This is set to reverse a decision made by the ministers just a few months ago when they decided to exclude fingerprints from biometric identifiers on passports.
Civil rights groups and the EU's own data protection agency have warned that the new identification system and EU-wide data base will make suspects of ordinary citizens and is open to abuse.
The Taoiseach and political leaders from the other EU member states are expected to rubber-stamp the agreement next month as part of tougher anti-terrorism measures and to prevent credit card theft.

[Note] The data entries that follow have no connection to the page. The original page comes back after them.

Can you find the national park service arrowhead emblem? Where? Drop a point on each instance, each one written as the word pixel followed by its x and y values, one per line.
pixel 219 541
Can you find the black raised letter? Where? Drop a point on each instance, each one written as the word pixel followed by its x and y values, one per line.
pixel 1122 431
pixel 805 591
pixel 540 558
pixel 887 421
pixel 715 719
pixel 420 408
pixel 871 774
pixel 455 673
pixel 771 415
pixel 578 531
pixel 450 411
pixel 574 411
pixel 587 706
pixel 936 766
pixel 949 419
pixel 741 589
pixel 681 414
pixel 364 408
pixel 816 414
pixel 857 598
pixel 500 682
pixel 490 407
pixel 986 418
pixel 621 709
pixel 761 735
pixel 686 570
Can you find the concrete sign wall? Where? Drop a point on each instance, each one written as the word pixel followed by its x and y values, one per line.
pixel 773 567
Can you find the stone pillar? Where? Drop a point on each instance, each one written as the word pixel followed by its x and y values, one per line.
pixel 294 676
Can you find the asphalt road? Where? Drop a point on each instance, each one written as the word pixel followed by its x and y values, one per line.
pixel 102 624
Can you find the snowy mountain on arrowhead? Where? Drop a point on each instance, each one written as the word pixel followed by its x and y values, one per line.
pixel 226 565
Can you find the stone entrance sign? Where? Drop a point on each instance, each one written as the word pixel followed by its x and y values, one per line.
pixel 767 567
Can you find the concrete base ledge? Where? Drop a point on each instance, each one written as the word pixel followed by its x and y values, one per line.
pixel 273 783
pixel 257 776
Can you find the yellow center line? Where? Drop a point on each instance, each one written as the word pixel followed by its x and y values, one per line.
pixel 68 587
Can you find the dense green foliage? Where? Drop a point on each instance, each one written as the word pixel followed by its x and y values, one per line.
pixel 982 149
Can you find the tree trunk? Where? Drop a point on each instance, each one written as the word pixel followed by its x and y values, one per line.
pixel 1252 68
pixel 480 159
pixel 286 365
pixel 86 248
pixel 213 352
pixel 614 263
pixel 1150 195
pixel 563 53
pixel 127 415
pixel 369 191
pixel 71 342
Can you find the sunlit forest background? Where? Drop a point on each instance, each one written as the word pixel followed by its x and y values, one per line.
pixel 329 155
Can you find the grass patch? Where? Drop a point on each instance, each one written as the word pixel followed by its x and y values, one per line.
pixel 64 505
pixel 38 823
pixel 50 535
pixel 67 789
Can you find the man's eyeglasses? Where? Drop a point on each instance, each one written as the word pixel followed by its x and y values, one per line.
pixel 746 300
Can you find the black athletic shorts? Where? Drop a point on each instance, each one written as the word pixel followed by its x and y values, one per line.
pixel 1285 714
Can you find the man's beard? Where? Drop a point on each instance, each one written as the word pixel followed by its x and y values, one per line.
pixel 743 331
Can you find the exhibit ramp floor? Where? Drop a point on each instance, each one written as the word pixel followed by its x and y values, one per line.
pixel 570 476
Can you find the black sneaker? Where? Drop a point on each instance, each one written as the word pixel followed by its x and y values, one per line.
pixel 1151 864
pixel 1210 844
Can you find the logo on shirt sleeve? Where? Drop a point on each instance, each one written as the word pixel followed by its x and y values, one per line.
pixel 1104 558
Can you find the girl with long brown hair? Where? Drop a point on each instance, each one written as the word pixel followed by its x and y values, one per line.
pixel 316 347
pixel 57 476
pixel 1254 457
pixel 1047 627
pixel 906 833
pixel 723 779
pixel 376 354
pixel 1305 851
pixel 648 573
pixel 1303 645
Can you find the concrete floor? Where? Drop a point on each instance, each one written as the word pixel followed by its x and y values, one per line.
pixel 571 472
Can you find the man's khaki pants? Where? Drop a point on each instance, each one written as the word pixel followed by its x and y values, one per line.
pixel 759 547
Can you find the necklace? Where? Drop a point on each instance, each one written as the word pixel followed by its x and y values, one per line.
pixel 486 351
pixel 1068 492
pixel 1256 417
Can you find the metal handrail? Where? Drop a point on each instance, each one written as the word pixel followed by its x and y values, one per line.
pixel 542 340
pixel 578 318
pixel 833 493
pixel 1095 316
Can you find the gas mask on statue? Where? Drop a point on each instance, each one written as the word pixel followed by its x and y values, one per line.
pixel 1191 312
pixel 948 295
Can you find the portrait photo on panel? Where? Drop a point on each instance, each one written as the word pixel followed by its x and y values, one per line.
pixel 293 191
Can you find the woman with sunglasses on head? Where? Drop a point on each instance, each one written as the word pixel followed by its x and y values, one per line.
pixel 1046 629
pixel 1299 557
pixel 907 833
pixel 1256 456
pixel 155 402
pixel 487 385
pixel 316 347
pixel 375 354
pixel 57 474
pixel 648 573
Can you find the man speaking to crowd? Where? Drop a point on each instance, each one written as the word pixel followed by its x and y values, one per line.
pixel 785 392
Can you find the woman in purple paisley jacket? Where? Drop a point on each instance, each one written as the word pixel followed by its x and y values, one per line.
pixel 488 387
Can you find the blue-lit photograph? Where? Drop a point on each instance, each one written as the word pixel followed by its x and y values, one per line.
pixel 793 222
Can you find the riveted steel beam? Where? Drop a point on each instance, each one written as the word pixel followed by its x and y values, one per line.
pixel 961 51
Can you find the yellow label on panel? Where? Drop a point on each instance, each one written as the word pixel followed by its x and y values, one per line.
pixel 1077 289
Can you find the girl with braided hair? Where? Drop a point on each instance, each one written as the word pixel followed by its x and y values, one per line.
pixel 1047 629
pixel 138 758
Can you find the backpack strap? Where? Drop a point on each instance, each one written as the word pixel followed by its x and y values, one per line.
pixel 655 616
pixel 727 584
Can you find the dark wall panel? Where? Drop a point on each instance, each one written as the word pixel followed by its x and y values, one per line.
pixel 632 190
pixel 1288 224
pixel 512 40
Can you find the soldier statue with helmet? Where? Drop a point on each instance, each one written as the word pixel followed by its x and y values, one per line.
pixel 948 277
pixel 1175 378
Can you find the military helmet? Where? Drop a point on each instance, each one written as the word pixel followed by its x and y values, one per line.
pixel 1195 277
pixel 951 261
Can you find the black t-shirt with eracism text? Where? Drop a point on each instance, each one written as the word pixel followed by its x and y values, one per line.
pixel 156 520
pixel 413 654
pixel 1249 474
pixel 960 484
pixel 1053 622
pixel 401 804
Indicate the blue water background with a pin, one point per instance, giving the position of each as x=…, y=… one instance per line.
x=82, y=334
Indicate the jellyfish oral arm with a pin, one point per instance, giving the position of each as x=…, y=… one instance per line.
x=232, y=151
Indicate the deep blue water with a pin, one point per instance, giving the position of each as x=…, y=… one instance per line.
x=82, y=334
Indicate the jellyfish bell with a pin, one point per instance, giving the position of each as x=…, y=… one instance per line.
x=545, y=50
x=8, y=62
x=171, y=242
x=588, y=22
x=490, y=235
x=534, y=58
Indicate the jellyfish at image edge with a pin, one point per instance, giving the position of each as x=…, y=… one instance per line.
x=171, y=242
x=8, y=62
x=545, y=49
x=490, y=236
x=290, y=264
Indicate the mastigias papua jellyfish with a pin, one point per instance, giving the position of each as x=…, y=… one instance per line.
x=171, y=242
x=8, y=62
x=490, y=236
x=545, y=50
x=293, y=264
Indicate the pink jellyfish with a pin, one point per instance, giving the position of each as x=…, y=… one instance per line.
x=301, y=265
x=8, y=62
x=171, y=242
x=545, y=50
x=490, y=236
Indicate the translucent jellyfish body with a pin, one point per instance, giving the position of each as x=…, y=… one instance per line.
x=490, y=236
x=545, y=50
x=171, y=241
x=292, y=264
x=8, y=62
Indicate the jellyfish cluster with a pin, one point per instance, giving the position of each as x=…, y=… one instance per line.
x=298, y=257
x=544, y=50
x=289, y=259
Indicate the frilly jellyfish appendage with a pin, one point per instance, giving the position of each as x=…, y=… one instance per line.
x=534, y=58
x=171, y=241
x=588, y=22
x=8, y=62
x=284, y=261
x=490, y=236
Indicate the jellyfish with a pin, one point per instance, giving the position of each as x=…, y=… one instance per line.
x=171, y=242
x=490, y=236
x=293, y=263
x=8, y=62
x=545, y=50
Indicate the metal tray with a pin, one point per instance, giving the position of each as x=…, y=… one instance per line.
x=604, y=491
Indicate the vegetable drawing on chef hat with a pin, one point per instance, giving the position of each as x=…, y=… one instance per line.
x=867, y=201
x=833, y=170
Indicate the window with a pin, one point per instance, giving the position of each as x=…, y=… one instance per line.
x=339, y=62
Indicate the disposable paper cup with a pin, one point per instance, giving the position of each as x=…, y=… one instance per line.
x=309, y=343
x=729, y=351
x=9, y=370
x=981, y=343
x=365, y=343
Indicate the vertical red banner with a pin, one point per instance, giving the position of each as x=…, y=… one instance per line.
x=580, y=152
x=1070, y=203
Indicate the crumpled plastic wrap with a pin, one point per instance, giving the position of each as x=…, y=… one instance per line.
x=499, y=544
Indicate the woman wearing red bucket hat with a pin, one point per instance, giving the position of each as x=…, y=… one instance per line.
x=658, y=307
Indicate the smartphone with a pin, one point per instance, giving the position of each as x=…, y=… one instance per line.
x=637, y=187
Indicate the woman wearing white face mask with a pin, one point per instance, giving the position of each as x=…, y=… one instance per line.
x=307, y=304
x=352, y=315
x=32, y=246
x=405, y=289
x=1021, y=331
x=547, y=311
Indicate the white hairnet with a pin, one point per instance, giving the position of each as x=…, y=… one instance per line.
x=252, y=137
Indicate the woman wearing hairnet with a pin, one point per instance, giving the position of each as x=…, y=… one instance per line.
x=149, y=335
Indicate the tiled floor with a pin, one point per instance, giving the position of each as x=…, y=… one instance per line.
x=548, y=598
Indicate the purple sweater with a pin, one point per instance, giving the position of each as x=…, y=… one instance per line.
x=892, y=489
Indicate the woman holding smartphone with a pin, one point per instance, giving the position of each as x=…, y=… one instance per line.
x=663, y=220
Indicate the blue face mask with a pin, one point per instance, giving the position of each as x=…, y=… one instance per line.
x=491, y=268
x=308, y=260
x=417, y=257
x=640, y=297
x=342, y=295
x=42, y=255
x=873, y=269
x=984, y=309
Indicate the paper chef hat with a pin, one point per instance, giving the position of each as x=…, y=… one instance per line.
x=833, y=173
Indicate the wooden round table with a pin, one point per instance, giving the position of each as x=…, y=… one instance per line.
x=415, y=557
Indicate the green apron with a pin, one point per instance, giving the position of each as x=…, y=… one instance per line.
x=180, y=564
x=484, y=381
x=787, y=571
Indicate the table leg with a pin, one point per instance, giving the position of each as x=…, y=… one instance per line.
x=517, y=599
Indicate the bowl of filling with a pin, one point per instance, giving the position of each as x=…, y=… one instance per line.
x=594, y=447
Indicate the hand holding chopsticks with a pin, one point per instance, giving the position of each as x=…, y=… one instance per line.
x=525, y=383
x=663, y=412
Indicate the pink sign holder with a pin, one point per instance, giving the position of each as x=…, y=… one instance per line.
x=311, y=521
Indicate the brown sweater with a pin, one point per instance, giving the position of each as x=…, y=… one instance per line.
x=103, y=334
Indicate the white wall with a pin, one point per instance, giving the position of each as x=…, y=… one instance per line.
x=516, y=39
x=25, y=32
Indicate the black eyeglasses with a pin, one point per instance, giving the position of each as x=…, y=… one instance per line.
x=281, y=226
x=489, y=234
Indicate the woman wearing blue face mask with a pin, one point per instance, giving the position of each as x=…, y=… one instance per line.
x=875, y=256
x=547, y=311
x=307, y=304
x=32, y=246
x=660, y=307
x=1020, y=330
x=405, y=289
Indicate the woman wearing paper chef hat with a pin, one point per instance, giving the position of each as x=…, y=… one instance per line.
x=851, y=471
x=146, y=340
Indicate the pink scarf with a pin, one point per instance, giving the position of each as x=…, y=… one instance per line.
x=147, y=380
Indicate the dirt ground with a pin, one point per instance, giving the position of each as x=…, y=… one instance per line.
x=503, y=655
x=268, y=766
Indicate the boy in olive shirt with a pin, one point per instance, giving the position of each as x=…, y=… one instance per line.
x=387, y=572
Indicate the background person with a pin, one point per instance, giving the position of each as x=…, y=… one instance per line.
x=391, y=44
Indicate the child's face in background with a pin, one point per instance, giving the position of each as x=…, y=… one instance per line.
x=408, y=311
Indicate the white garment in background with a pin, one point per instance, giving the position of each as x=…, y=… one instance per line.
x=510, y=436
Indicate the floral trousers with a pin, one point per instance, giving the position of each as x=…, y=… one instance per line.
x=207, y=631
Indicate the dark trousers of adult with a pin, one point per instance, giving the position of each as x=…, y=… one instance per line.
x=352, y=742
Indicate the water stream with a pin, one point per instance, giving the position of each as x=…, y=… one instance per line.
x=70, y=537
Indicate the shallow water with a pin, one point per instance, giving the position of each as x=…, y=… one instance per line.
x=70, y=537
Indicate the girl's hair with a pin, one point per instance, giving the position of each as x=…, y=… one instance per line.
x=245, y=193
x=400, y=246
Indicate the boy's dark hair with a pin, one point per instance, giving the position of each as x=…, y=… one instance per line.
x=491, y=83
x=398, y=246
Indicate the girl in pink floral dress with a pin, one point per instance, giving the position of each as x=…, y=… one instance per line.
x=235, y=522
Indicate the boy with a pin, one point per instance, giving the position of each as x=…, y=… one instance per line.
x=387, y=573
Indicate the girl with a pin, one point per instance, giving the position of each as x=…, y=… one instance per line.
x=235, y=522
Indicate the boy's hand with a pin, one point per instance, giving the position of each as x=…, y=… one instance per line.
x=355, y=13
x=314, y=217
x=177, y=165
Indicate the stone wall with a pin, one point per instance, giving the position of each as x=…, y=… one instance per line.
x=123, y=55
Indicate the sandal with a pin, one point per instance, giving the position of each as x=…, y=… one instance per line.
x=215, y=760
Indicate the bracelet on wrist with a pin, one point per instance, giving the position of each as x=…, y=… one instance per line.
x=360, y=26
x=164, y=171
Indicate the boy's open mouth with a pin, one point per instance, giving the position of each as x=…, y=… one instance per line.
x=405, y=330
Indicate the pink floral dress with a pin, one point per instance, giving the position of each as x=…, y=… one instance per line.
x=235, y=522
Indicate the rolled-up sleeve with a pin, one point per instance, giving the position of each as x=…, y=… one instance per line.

Anybody who needs a new or renewed passport will have to attend a special session where their face will be digitally scanned and their fingerprints taken.
The information will be placed on a national biometric database and on an EU-wide register which will be accessible to law enforcement agencies.
It is unclear whether US agencies, or others, will have access to the information or if citizens will have a right to know what is being held on them.
The EU's advisory body on data protection has said that biometrics in visas and passports should only be used to verify the identity of the travel document holder.
Chairperson of the so-called Article 29 committee Peter Schaar said that the information need only be stored in the document.
If it is stored in a central database it should only be used for travel identification purposes and citizens should know what agencies will have access to it.
The civil rights organisation Statewatch warned that the approach means every citizen is being treated as a suspect - a fundamental change to our legal system.
Tony Bunyan, Statewatch editor, said: "This spells the beginning of the wholesale surveillance of movement where everyone is a suspect. It seems that nothing has been learnt from the European experience of totalitarian regimes that also subsumed personal privacy to the demands of the state."
The intrusion into personal privacy is compounded by the failure to limit access to the data held and its further use for purposes other than confirming a person's identity, he said. The US has been demanding biometric identifiers in passports for some time and has warned that Europeans without them next October will have to apply for visas when visiting the US and will be fingerprinted.
The U-turn on including fingerprints in the biometric passport follows a decision by five of the EU's largest members - Britain, Germany, France, Italy and Spain - at a private meeting in Florence last week.
Germany and Britain also want iris-scans to be included as a third identifier, but no agreement is expected on this today.
Justice Minister Michael McDowell favours having facial scans on Irish passports within 24 months and but would have preferred to have deferred including fingerprints for another year until the technology was better developed.
Ireland has already made arrangements for a chip to hold biometric information to be included in new passports.